Au Maghreb, l’islamisme tunisien peut être à juste titre considéré comme un mouvement à part. Contrairement à ses homologues des pays voisins, il a eu dès le départ à faire face à un État résolument laïc. L’année 1987 représente une année charnière dans son parcours de près de quarante ans.

Au début était les cercles islamistes de Tunis

La naissance de l'islamisme en Tunisie remonte à 1971. Au cours de cette année, plusieurs intellectuels islamistes (dont une partie est issue de la confrérie des Frères musulmans, «Égypte : Moubarak et les Frères musulmans») ont mis en place des cellules quasi clandestines dans plusieurs mosquées de la capitale Tunis. Tout en tentant de s’imposer comme relais des demandes culturelles des milieux conservateurs et traditionnels, ils n’ont pas hésité à attaquer la gauche culturelle et syndicale. Ce penchant anti-marxiste rejoignait à cette époque l’aversion d’un État bourguibien furieusement anti-communiste.

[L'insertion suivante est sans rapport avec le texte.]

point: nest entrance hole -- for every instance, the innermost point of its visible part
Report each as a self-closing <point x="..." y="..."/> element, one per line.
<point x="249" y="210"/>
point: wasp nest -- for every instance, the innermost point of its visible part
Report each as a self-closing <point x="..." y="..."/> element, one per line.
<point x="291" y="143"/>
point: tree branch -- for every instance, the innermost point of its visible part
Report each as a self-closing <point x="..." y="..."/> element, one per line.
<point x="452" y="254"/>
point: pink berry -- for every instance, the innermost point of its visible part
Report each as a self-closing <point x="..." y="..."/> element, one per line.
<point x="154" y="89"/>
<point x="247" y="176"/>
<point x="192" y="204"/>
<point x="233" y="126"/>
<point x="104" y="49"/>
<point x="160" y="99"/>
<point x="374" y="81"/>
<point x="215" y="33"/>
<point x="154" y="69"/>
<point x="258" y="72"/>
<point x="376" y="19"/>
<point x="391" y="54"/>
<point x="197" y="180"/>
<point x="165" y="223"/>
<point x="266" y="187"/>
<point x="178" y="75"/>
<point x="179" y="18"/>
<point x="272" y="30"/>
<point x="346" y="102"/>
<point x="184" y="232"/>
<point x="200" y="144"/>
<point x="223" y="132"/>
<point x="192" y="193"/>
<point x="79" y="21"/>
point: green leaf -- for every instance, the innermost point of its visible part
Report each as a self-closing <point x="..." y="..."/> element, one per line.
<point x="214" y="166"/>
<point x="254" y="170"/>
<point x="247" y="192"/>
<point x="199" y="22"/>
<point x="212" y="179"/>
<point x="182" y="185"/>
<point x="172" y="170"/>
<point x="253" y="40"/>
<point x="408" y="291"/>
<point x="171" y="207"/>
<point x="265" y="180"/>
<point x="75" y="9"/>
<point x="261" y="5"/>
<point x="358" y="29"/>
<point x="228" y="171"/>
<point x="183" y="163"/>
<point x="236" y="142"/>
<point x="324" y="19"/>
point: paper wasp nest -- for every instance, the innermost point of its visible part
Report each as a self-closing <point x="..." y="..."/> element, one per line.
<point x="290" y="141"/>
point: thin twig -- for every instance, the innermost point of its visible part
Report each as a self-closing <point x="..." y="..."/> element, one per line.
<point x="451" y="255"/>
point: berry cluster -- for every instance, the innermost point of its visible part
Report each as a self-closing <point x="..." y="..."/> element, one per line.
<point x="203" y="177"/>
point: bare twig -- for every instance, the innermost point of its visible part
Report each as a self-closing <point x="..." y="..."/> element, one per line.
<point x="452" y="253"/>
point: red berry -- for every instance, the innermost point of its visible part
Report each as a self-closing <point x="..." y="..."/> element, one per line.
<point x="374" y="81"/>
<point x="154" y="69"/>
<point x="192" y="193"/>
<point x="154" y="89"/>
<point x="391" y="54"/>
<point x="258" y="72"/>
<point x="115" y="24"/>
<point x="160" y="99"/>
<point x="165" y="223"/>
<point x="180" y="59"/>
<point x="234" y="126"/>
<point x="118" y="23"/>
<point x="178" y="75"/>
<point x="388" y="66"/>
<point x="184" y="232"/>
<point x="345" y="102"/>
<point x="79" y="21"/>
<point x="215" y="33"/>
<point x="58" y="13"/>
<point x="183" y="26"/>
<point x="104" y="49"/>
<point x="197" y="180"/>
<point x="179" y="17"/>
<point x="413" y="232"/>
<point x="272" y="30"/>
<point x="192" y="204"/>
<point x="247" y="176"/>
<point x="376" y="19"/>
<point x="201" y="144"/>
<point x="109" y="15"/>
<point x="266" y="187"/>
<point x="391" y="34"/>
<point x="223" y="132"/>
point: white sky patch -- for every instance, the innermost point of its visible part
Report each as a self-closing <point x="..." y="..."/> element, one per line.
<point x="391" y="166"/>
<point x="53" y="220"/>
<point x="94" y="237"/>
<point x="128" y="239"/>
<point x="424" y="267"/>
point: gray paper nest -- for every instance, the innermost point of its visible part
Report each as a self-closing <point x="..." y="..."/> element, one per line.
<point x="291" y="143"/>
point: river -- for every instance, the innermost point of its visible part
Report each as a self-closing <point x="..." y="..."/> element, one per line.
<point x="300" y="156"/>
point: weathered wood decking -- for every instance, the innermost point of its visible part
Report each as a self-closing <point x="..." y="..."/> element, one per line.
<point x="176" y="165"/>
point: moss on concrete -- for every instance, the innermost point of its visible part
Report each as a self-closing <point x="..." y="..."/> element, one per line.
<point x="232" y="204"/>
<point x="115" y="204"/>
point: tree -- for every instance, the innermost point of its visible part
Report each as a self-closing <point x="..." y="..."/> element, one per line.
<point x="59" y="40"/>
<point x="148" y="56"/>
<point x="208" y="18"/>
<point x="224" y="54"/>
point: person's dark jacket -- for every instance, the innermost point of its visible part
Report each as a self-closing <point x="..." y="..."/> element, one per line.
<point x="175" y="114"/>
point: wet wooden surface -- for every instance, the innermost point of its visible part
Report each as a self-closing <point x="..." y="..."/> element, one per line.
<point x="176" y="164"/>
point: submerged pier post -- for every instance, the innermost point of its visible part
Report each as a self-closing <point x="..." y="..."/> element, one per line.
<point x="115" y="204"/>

Les partisans du Frère musulman Rached Ghannouchi se sont dotés d’un «Groupe islamique» en 1972, une structure baptisée successivement (au gré des circonstances) du nom de «Mouvement de la Tendance islamique» (MTI), en 1981, et d’«Ennahda» («Renaissance», islamique évidemment), huit années plus tard. Leurs différentes tentatives de légaliser leur formation comme parti politique étaient vaines. En raison de l’opposition ferme d’un régime hostile aux valeurs traditionnelles et craignant de voir à terme son pouvoir absolu (à travers le parti/État, le Rassemblement constitutionnel démocratique) contesté.

Tout comme c’est le cas des autres mouvements islamistes du monde musulman, l’objectif des islamistes tunisiens est d’établir une république islamique. Aux yeux de leurs dirigeants, l'islam serait la solution de tous les maux de la société moderne. D’où leur insistance auprès des jeunes en particulier pour qu’ils se conforment aux principes de l'islam qu'ils considèrent comme une totalité embrassant tous les domaines de l'activité humaine.

La Révolution islamique de 1979 en Iran a été une «divine surprise» pour les islamistes tunisiens. Elle a décuplé leurs troupes et élite. Une «vague» portée également par les revers subis coup après coup par la gauche syndicale et l’aile progressiste du gouvernement. Certains islamistes n’hésitant pas à donner de facto un coup de main à la campagne officielle de pression sur la gauche.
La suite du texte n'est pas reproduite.